Entitlement card
This one falls into the class of political euphemisms. The British Home Office (the government department responsible for the police, judicial system, and related matters) has proposed that all British citizens be issued with identity cards. The aims include reducing the levels of identity fraud (especially using stolen credit cards) and to reassure people who are concerned about illegal immigrants gaining access to employment and services. It is suggested that the cards — which would be smart cards containing an embedded chip — might contain biometric data such as fingerprints or iris records as well as information about the holder. To help sugar the pill, the Home Office decided not to call them identity cards, a concept and a term that has been consistently and successfully opposed by libertarians in Britain. Since the cards would prove the holder was entitled to medical and other services, the consultation document that put the idea out for discussion earlier this month called them entitlement cards instead.

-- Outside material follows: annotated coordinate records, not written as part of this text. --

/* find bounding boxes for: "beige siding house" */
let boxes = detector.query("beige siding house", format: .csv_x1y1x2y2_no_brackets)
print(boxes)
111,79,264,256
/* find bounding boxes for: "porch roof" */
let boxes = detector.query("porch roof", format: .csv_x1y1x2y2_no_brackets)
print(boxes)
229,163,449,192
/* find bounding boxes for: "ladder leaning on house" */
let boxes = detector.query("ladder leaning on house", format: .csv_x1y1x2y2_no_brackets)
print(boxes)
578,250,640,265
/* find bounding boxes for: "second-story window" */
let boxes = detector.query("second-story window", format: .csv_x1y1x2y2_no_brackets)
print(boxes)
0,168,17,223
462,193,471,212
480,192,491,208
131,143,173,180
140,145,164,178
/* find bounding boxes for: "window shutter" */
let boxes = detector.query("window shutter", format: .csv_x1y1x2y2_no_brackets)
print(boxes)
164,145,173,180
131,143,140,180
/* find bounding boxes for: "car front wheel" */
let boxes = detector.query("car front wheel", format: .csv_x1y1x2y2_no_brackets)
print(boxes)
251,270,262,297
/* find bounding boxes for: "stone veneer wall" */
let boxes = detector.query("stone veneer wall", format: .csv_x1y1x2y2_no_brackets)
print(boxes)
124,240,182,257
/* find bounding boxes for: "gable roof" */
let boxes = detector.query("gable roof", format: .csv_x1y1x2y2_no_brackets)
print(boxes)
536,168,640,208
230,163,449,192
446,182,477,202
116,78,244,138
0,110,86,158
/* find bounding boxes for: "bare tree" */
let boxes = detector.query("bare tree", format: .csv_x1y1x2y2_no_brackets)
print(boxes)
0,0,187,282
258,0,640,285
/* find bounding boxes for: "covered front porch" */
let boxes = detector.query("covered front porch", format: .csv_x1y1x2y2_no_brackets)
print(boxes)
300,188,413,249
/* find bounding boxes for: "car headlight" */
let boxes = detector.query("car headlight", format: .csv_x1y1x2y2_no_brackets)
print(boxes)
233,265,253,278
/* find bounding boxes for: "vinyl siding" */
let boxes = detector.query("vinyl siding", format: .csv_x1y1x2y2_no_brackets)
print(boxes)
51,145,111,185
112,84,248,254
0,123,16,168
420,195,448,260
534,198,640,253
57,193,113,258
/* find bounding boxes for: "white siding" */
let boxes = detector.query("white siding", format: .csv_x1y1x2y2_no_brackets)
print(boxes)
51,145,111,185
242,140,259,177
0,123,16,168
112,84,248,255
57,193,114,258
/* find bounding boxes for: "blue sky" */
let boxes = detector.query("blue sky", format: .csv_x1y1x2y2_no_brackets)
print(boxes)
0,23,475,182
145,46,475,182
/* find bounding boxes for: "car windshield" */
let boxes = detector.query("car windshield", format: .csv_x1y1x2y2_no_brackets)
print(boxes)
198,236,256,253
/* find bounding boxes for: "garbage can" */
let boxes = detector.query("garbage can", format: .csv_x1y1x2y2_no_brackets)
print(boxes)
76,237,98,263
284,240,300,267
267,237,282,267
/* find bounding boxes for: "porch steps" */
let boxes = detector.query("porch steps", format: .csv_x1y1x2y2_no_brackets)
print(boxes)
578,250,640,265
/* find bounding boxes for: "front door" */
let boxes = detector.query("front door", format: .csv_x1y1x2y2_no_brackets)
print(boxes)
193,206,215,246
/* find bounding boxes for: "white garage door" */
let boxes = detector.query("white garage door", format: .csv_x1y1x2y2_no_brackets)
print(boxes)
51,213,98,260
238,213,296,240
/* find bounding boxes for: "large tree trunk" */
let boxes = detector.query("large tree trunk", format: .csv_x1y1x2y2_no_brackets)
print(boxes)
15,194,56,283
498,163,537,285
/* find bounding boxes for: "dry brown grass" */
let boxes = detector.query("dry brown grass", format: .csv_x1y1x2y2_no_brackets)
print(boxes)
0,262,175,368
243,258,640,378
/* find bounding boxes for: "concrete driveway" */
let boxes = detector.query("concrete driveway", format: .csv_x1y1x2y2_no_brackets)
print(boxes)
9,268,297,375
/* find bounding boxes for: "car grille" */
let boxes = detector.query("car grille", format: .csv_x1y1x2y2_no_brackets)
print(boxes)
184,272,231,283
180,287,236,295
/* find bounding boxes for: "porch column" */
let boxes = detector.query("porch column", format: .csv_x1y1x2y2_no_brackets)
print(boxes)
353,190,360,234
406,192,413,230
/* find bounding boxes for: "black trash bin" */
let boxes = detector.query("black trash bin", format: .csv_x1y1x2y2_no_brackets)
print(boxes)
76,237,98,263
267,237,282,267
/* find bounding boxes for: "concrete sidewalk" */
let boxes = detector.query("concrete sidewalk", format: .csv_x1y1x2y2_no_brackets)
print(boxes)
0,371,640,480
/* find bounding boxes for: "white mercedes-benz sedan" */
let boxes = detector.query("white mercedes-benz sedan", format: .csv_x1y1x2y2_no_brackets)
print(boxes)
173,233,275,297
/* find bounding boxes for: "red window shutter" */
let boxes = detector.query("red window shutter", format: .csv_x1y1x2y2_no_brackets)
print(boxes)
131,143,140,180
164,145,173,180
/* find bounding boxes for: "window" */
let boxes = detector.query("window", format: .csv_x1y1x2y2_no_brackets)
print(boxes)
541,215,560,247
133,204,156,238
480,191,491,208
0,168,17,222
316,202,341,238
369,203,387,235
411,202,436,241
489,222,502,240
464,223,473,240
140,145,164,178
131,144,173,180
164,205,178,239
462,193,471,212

The Home Office believes that by building the entitlement cards into newly issued driving licences or passports it can make the scheme self-funding. Of the 51 million UK residents who would require entitlement cards, some 38 million already hold driving licences and 44 million have British passports.
Independent, July 2002
An entitlement card would make it far harder for firms to claim they did not know someone had no right to work in the UK. And it would help tackle one of the major “pull” factors for people traffickers who claim it is easy to work illegally in the UK.